Le Sucre, pour la douceur et pour le pire

Un documentaire en deux volets, réalisé par Mathilde Damoisel
Diffusé sur Arte le mardi 7 octobre à 20h55 — Disponible jusqu’au 5 novembre 2025

Partie 1 – Aux origines d’un empire sucré : esclavage, colonialisme et capitalisme naissant

La première partie de ce documentaire éclairant retrace les origines sombres et sanglantes de l’industrie sucrière, née dans les plantations coloniales et consolidée au prix d’une violence inouïe. Dès le XVIIe siècle, le sucre devient une denrée de luxe en Europe, dont la consommation explose au XVIIIe siècle. Cette ruée vers le sucre transforme la canne à sucre en moteur économique global, ancré dans les pratiques les plus brutales de l’histoire humaine.

Voltaire en faisait déjà le constat dans Candide en 1759 : la douceur du sucre européen repose sur le sang et les mutilations des esclaves africains. Pour répondre à une demande croissante, les grandes puissances coloniales rasent des forêts entières, détruisent des écosystèmes et déportent des millions de captifs africains dans le cadre du commerce triangulaire. Plus de la moitié des 12,5 millions d’esclaves déportés sont employés dans les plantations de canne à sucre, principalement dans les Caraïbes.

Le film de Mathilde Damoisel, nourri d’archives saisissantes, de publicités d’époque et de témoignages poignants de travailleurs agricoles, met en lumière l’importance cruciale de l’industrie sucrière dans l’émergence du capitalisme industriel occidental. Car le sucre n’a pas seulement enrichi les colons : il a aussi nourri les ouvriers européens, apportant une source de calories bon marché à la classe laborieuse des débuts de la révolution industrielle.
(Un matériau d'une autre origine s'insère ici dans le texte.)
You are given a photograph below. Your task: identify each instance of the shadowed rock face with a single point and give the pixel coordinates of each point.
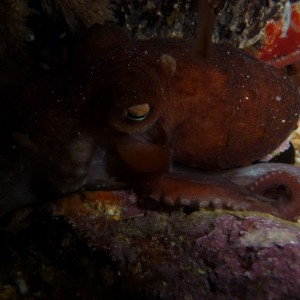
(117, 248)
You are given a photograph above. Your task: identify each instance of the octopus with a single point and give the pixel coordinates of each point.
(154, 116)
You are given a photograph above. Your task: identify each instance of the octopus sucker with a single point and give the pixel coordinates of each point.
(283, 188)
(128, 115)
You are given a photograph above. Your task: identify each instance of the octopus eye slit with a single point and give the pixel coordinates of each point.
(137, 112)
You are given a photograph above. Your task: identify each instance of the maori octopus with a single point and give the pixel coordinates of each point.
(152, 115)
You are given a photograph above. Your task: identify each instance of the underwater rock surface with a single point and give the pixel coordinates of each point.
(105, 244)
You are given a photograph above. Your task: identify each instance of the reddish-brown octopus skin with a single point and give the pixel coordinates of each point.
(221, 112)
(134, 109)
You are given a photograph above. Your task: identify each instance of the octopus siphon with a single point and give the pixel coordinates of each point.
(154, 116)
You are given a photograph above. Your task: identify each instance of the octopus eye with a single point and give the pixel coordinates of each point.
(137, 112)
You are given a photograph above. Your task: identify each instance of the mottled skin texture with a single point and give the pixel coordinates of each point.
(134, 110)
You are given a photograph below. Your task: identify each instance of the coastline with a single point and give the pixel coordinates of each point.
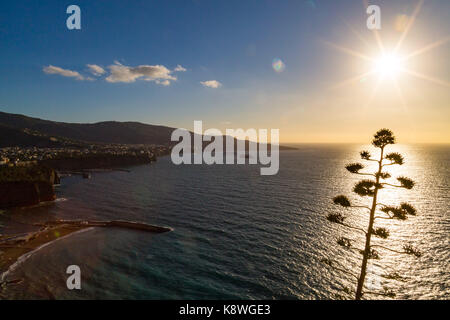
(13, 248)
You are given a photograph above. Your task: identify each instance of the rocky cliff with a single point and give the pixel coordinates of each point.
(28, 185)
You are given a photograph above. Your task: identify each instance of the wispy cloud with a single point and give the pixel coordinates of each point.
(122, 73)
(211, 84)
(64, 72)
(179, 68)
(158, 73)
(95, 69)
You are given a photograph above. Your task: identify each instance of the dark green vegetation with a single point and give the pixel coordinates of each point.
(369, 188)
(26, 185)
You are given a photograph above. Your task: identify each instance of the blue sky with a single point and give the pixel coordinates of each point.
(232, 42)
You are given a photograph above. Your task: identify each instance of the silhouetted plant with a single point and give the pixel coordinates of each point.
(370, 188)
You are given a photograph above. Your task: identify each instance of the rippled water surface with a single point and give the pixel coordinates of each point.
(238, 234)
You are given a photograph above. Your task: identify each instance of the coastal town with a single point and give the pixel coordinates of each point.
(26, 155)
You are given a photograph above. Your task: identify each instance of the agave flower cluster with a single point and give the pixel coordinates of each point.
(369, 188)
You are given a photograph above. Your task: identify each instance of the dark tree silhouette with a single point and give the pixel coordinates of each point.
(369, 188)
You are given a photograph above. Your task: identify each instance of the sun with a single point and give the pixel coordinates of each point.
(388, 64)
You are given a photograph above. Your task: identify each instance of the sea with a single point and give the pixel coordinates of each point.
(240, 235)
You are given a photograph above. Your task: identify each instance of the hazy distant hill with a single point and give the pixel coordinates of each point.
(101, 132)
(20, 130)
(10, 137)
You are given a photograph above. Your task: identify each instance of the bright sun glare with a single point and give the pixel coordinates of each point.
(388, 65)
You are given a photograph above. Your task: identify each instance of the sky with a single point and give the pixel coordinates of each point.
(232, 64)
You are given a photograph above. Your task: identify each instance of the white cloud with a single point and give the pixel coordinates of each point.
(158, 73)
(164, 82)
(95, 69)
(211, 84)
(179, 68)
(63, 72)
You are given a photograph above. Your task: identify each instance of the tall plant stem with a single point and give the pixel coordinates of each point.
(362, 276)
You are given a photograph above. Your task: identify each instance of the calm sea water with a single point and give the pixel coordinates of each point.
(238, 235)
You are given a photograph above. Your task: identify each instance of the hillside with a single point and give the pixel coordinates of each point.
(20, 130)
(101, 132)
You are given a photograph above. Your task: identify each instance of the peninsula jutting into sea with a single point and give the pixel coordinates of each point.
(224, 152)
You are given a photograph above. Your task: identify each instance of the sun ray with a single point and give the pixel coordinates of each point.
(375, 32)
(352, 79)
(426, 77)
(427, 48)
(400, 95)
(357, 34)
(409, 25)
(374, 91)
(349, 51)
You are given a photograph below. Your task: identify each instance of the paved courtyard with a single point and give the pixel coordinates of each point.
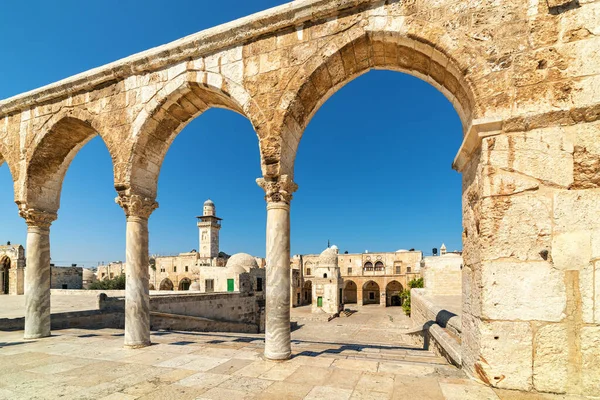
(341, 359)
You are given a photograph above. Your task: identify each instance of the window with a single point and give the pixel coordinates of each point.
(209, 284)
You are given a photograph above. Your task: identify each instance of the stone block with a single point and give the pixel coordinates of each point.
(515, 226)
(571, 250)
(513, 291)
(590, 366)
(543, 154)
(550, 358)
(576, 210)
(505, 354)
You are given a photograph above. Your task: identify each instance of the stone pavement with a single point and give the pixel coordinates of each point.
(92, 364)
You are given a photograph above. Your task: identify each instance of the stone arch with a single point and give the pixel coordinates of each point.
(371, 293)
(307, 293)
(184, 284)
(5, 265)
(181, 100)
(350, 294)
(166, 284)
(348, 56)
(392, 293)
(52, 151)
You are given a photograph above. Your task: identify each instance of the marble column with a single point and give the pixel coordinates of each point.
(277, 288)
(37, 273)
(137, 295)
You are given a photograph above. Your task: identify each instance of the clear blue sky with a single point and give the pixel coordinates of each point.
(373, 167)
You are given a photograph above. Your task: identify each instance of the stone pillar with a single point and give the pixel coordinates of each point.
(277, 289)
(137, 294)
(37, 273)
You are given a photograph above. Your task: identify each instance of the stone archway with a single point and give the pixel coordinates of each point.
(166, 284)
(350, 294)
(184, 284)
(392, 294)
(307, 293)
(371, 293)
(5, 275)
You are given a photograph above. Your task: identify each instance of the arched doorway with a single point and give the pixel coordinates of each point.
(392, 294)
(166, 284)
(307, 293)
(4, 275)
(350, 293)
(184, 284)
(371, 293)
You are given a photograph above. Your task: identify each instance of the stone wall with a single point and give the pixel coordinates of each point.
(66, 278)
(442, 276)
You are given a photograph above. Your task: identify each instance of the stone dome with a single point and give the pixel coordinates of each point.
(328, 256)
(88, 275)
(241, 262)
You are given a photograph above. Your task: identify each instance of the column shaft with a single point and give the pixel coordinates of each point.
(277, 331)
(137, 297)
(37, 283)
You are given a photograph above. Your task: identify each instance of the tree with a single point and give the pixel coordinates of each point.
(117, 283)
(405, 295)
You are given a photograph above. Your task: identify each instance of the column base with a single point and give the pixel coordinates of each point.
(137, 345)
(278, 356)
(36, 336)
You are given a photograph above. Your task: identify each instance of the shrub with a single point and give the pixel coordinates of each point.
(117, 283)
(405, 295)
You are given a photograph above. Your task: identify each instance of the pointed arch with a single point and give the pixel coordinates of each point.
(52, 151)
(183, 99)
(355, 53)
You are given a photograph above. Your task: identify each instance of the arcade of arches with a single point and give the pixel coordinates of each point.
(523, 78)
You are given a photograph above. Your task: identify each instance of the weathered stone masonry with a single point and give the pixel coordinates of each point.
(523, 77)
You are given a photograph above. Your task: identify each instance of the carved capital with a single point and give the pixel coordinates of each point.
(37, 218)
(136, 206)
(279, 190)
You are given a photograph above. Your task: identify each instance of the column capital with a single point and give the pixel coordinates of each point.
(37, 218)
(136, 206)
(278, 189)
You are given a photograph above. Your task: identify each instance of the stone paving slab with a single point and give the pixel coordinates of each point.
(186, 365)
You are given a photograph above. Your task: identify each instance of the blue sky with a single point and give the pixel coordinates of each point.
(373, 167)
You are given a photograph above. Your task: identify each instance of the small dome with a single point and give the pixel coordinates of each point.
(328, 256)
(88, 275)
(241, 260)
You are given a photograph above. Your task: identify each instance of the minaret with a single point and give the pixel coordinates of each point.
(209, 225)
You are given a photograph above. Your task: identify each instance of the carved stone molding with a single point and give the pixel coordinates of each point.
(38, 218)
(136, 206)
(278, 190)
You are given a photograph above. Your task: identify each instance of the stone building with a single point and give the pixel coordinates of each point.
(523, 77)
(367, 278)
(12, 269)
(66, 277)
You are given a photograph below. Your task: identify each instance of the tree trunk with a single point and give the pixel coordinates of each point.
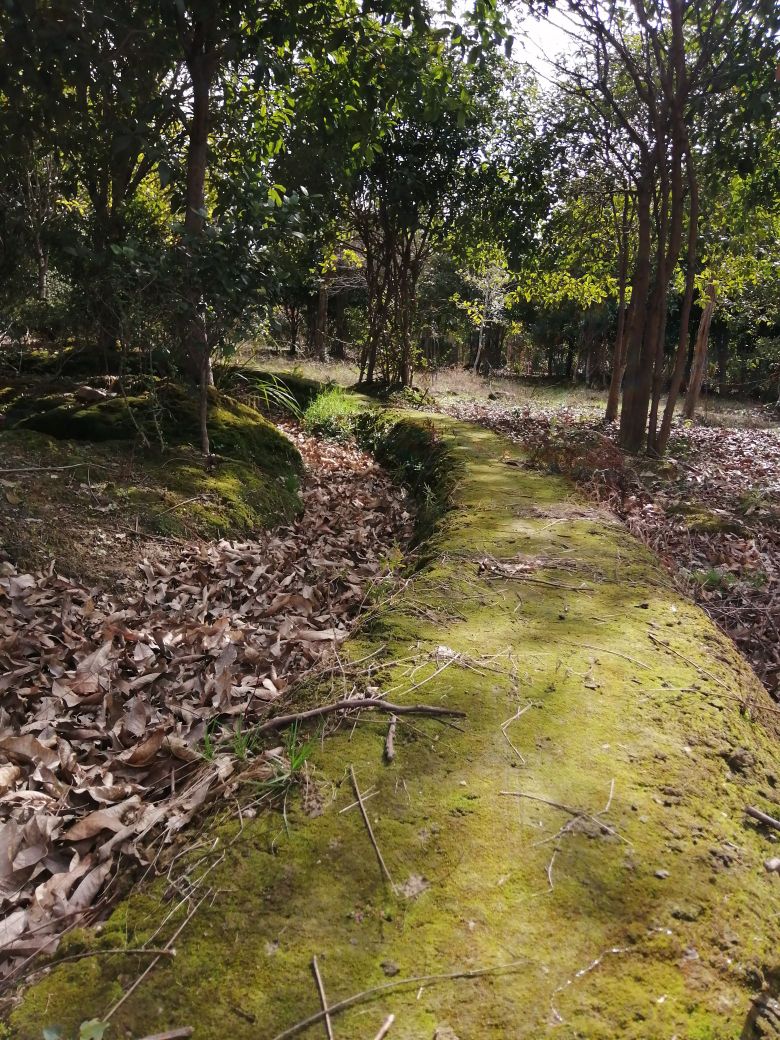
(619, 358)
(722, 347)
(679, 369)
(700, 355)
(196, 344)
(320, 330)
(633, 411)
(206, 380)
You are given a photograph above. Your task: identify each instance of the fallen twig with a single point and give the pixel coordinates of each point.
(383, 866)
(569, 809)
(167, 952)
(111, 1011)
(357, 704)
(366, 796)
(515, 717)
(615, 653)
(185, 1031)
(178, 505)
(692, 664)
(366, 994)
(762, 817)
(50, 469)
(322, 997)
(386, 1028)
(390, 739)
Mais derrière l’apparente douceur du sucre se cache un « ogre » économique, environnemental et social. Racisme structurel, surexploitation des terres, marchandisation des corps : le sucre s’impose comme le miroir d’un capitalisme débridé et destructeur. Et malgré cinq siècles d’exploitation humaine et environnementale, les pratiques perdurent. Le sucre se redéploie aujourd’hui sous une forme présentée comme plus verte — le bioéthanol — mais qui s’appuie sur les mêmes logiques extractives.

Partie 2 – Le sucre moderne : santé publique, impérialisme américain et nouvelles formes d’exploitation

Le second volet s’attache à l’évolution plus récente de cette industrie tentaculaire. À partir du XXe siècle, le sucre entre dans une nouvelle ère : celle de l’industrialisation de masse, de l’expansion impériale américaine et d’une consommation désormais omniprésente.

Le documentaire revient sur l’ascension d’Henry Osborne Havemeyer, fondateur de l’American Sugar Refining Company, qui, à lui seul, contrôle 98 % du sucre raffiné aux États-Unis. À travers sa trajectoire, on assiste à la montée d’une véritable dynastie du sucre, qui, à l’image des barons européens, s’approprie les terres des Caraïbes, notamment à Cuba, et y développe une monoculture destructrice tant pour les hommes que pour les écosystèmes.

En Europe, la betterave sucrière devient l’alternative nationale au sucre de canne colonial, tandis que la pression économique pousse les planteurs à maintenir des formes modernes d’esclavage : salaires de misère, répression violente des grèves, recours à des milices armées. Après la révolution cubaine, la nationalisation des plantations par Fidel Castro bouleverse l’équilibre des pouvoirs, forçant les industriels américains à se relocaliser notamment en Floride ou en République dominicaine.

Aujourd’hui, si la mécanisation a changé les visages de l’exploitation, la réalité des travailleurs, souvent immigrés et précaires, reste dramatique. Le sucre continue de prospérer, au mépris de la santé publique — alors qu’il est considéré comme l’un des plus grands fléaux sanitaires contemporains — et des droits fondamentaux des travailleurs.

Avec rigueur et puissance, Mathilde Damoisel révèle les rouages d’un système globalisé qui s’est construit, puis s’est perpétué, grâce à une substance que le corps humain n’a pourtant pas besoin de consommer. Loin d’un simple procès contre une denrée alimentaire, Le Sucre, pour la douceur et pour le pire propose une relecture historique et politique édifiante du sucre comme symbole du capitalisme destructeur, de l’époque coloniale à l’ère industrielle, jusqu’à notre monde globalisé contemporain.

Un documentaire essentiel, à la croisée de l’histoire, de l’économie, de la santé publique et de la justice sociale.